I should also explain why the stack showed that we were in GetAddrType instead of DeliverToUser.  This is because tcpip.sys has been optimized with Basic Block Tools (BBT) optimization, blocks of code from the same function are located in different pages to reduce the cache hits in common code paths.  This means that blocks of the GetAddrType code are located next to the DeliverToUser code.  As demonstrated below there is a block of GetAddrType code that ends with an unconditional jmp at ba50248f and there is a block of DeliverToUser code that starts at ba502494.

1: kd> ub ba502494

tcpip!GetAddrType+0x9e:

ba502474 f6401401        test    byte ptr [eax+14h],1

ba502478 0f84bd760000    je      tcpip!GetAddrType+0xb4 (ba509b3b)

ba50247e 85db            test    ebx,ebx

ba502480 0f84bd6b0200    je      tcpip!GetAddrType+0xa8 (ba529043)

ba502486 32c0            xor     al,al

ba502488 e967770000      jmp     tcpip!GetAddrType+0x15a (ba509bf4)

ba50248d 33c9            xor     ecx,ecx

ba50248f e993770000      jmp     tcpip!GetAddrType+0x19b (ba509c27)

1: kd> u

tcpip!DeliverToUser+0x103:

ba502494 8b15f84154ba    mov     edx,dword ptr [tcpip!_imp__KeNumberProcessors (ba5441f8)]

ba50249a 0fbe12          movsx   edx,byte ptr [edx]

ba50249d 3bca            cmp     ecx,edx

ba50249f 0f8582ba0000    jne     tcpip!DeliverToUser+0x114 (ba50df27)

ba5024a5 e979ba0000      jmp     tcpip!DeliverToUser+0x110 (ba50df23)

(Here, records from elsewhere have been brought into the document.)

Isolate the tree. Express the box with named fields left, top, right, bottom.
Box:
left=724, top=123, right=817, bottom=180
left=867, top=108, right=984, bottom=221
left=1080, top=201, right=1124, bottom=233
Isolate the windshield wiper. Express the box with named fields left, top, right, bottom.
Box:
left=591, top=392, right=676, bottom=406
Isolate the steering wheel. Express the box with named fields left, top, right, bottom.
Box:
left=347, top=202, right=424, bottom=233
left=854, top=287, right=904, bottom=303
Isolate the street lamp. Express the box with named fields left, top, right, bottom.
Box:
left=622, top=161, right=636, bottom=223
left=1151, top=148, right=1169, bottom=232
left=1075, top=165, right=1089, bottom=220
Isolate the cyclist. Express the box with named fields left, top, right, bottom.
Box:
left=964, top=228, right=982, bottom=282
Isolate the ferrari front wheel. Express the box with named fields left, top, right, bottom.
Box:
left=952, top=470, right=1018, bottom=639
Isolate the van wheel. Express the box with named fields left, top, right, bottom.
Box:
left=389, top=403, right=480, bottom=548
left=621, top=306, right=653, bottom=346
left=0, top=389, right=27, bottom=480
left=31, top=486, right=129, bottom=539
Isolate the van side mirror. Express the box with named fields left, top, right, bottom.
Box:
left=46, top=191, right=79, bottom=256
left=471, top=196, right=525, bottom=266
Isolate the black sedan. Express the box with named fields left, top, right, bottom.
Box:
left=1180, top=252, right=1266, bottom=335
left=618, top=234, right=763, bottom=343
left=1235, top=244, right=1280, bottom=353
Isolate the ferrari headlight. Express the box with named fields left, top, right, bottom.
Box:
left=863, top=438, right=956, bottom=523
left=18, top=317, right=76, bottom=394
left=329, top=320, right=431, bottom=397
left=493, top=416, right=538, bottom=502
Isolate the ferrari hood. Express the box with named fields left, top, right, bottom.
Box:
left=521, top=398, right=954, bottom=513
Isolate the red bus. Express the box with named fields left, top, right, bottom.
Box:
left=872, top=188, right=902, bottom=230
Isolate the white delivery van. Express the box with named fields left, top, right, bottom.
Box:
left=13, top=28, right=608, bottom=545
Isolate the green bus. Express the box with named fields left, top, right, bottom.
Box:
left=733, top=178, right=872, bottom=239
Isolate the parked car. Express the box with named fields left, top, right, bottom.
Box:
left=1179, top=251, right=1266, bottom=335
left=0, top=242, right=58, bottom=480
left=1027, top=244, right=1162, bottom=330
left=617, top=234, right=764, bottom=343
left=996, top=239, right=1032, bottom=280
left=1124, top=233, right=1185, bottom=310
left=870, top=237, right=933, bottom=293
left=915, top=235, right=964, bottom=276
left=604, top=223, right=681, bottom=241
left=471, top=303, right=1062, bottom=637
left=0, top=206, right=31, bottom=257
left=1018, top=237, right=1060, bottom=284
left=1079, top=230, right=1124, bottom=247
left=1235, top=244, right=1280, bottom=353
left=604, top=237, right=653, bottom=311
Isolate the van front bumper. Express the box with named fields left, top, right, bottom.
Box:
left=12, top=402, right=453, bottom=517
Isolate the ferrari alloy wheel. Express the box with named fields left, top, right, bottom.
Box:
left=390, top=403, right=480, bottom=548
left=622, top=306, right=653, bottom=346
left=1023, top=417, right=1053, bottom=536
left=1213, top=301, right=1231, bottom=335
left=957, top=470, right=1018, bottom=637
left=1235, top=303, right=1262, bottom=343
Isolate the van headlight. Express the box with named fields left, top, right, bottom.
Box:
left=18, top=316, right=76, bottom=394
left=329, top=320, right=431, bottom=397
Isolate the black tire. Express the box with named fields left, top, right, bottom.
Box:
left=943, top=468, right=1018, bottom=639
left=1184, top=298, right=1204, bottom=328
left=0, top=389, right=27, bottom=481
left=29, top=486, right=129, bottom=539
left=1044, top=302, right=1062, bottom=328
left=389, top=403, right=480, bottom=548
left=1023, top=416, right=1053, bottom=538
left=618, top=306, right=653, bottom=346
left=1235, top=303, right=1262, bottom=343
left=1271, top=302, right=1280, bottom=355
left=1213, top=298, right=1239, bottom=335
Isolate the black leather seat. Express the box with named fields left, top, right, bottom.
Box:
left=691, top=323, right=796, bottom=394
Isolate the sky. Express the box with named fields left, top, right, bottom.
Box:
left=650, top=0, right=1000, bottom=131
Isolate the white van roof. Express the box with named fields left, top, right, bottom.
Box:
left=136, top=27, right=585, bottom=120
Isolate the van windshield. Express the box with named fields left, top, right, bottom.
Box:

ba5024aa 90              nop

ba5024ab 90              nop

ba5024ac 90              nop

 

Congratulations to those who have read this far.  Hopefully you now understand the cause of a problem that has stumped many engineers, and you have some new tools in your toolbox when you’re investigating a tricky problem.  Remember to keep asking “why?” and not to assume anything; those are the approaches I used to find the source of this problem.